Post-operative outcomes Hematocrit change, blood transfusion, SFR, complications, and hospital stay were noted.

2.2.2 Statistical analysis

SPSS version 25 for Windows 10 was used to code, input, and analyse the data. Data normality was tested using Kolmogorov–Smirnov. Description of qualitative findings is as a percentage distribution and quantitative results as minimum, maximum, mean, and standard deviation. Use cross-tabulation and Chi-square test (χ2) to compare category variables and percentage values. The Student t test compares the means of two unrelated groups with a normal distribution. Paired sample t test compares pre- and post-operative means of two related groups with normal distributions. Statistically significant P values were 0.05 or less.

3 Results

Both groups were comparable regarding demographic and stone data with an average age of 38.61 ± 13.38 years, male to female ratio (P values < 0.357 and 0.180), respectively, pre-operative stone side, previous renal stone surgery, hydronephrosis grade, stone site, Guy’s score, stone size and stone density, without statistically significant differences (P values > 0.05), Table 1. Most cases required a single-puncture attempt in both groups apart from 29 patients in the FL-PCNL group who required additional attempts.

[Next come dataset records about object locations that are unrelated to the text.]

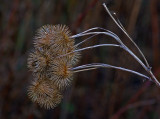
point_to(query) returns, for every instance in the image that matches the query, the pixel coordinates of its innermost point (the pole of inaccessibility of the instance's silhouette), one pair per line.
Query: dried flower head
(51, 64)
(61, 73)
(45, 93)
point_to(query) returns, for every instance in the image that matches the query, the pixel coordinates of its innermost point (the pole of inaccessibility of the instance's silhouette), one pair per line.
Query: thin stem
(90, 47)
(84, 70)
(85, 40)
(99, 65)
(124, 31)
(118, 40)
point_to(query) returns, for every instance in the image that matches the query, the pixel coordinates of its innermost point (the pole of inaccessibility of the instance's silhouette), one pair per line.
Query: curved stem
(99, 65)
(124, 31)
(90, 47)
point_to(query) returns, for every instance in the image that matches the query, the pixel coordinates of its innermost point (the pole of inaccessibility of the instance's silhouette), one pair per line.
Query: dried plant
(55, 55)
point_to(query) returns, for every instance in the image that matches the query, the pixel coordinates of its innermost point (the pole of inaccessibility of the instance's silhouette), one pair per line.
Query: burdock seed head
(51, 62)
(61, 73)
(45, 93)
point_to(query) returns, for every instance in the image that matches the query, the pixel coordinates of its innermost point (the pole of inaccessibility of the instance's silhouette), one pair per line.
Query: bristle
(45, 93)
(49, 66)
(61, 73)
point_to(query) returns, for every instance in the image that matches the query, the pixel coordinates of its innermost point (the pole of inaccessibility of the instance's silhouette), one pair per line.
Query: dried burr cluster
(51, 70)
(55, 55)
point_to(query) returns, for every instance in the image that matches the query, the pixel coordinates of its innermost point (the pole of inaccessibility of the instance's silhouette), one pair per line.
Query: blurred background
(96, 94)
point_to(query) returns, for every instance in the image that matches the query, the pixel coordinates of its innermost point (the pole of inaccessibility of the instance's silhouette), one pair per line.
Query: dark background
(96, 94)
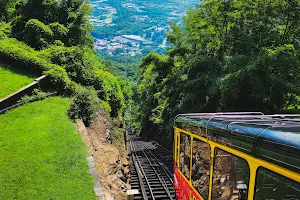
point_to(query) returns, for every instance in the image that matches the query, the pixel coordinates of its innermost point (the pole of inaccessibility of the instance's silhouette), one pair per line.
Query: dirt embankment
(111, 161)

All patients required a single lower calyceal puncture apart from 5 patients in the FL-PCNL group required additional middle calyceal puncture and two patients required additional upper calyceal puncture, Table 2. The puncture time, haemoglobin change, and radiation exposure time were lower in US-PCNL group showing high statistical significance (P values < 0.001) without significant differences between both groups in the access time, stone-free rate, and operative time, Table 3 and Fig. 2. The incidence of complication according to the modified Clavien–Dindo classification in the FL-PCNL group was bleeding that required blood transfusion in three patients (grade II) with (P value 0.118) which denotes statistically non-significant value but clinically significant and 3 patients that experienced extravasation and were managed by JJ stent placement (grade II) in contrast to one patient experienced post-operative fever in US-PCNL group (grade 1) that was controlled with parenteral antibiotics and antipyretics (P value 0.114), Figure 3.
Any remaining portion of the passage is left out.